INSERT with DEFAULT values in SQL - Time & Space Complexity
When we add new rows to a database table using default values, it is important to understand how the time it takes grows as we add more rows.
We want to know how the work done changes when inserting many rows with default values.
Analyze the time complexity of the following code snippet.
INSERT INTO employees DEFAULT VALUES;
INSERT INTO employees DEFAULT VALUES;
-- Repeat many times to add multiple rows
This code inserts one new row into the employees table using all default values each time it runs.
Identify the loops, recursion, array traversals that repeat.
- Primary operation: Inserting a single row with default values.
- How many times: Once per INSERT statement executed.
Each time we run the INSERT, the database does a fixed amount of work to add one row.

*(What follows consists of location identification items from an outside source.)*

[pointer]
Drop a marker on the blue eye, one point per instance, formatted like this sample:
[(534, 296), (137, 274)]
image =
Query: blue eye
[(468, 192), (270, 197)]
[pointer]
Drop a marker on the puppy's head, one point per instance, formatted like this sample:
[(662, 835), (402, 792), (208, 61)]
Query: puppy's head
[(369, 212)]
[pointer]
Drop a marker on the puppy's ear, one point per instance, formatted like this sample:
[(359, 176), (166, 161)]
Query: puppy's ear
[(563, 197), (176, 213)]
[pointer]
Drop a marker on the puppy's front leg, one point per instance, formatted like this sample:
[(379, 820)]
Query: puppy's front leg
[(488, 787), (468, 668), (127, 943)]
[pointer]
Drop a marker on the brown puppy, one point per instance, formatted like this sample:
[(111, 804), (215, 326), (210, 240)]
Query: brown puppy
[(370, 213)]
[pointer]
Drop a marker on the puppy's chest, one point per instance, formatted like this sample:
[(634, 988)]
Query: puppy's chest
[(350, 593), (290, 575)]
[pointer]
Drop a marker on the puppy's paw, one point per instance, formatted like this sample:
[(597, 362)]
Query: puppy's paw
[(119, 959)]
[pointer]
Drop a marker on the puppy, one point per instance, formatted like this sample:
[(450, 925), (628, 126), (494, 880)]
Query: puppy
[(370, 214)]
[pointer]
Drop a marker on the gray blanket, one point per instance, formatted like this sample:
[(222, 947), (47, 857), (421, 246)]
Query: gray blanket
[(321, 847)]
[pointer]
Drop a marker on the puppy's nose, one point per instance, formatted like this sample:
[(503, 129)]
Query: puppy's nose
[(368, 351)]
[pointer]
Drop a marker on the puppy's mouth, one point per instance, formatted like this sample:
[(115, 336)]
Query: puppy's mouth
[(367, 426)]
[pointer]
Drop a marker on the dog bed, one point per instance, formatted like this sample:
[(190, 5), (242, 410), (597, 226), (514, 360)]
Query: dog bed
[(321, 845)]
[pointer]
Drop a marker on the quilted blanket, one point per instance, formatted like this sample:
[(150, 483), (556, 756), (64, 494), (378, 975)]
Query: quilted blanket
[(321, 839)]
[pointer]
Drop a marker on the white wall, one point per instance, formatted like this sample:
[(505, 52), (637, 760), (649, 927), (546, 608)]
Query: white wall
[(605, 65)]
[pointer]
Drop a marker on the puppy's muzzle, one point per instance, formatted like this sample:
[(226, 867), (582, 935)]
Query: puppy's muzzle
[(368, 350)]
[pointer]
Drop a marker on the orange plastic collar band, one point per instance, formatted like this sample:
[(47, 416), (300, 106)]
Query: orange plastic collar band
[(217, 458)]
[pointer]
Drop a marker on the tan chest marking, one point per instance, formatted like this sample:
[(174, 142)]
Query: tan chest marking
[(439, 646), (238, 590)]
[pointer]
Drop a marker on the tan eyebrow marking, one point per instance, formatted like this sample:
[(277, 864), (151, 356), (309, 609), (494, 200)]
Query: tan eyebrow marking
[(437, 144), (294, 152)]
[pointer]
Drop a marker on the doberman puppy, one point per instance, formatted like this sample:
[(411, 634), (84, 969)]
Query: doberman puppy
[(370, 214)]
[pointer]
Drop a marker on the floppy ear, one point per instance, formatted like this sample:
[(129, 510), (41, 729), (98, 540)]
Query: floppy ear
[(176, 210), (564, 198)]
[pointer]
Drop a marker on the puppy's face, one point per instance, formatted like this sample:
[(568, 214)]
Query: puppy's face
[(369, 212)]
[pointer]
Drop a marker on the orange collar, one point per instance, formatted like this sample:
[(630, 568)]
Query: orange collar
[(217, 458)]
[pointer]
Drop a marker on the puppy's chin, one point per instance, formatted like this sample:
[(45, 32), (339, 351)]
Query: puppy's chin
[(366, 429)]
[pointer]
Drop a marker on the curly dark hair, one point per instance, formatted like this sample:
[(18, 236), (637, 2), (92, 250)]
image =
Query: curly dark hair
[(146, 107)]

| Input Size (n) | Approx. Operations |
|---|---|
| 10 | 10 insert operations |
| 100 | 100 insert operations |
| 1000 | 1000 insert operations |
Pattern observation: The work grows directly with the number of rows inserted.
Time Complexity: O(n)
This means the time to insert rows grows in a straight line as you add more rows one by one.
[X] Wrong: "Inserting rows with default values takes the same time no matter how many rows I add."
[OK] Correct: Each row requires a separate insert operation, so more rows mean more work and more time.
Understanding how inserting rows scales helps you explain database performance clearly and shows you know how operations grow with data size.
"What if we insert multiple rows in a single INSERT statement instead of one at a time? How would the time complexity change?"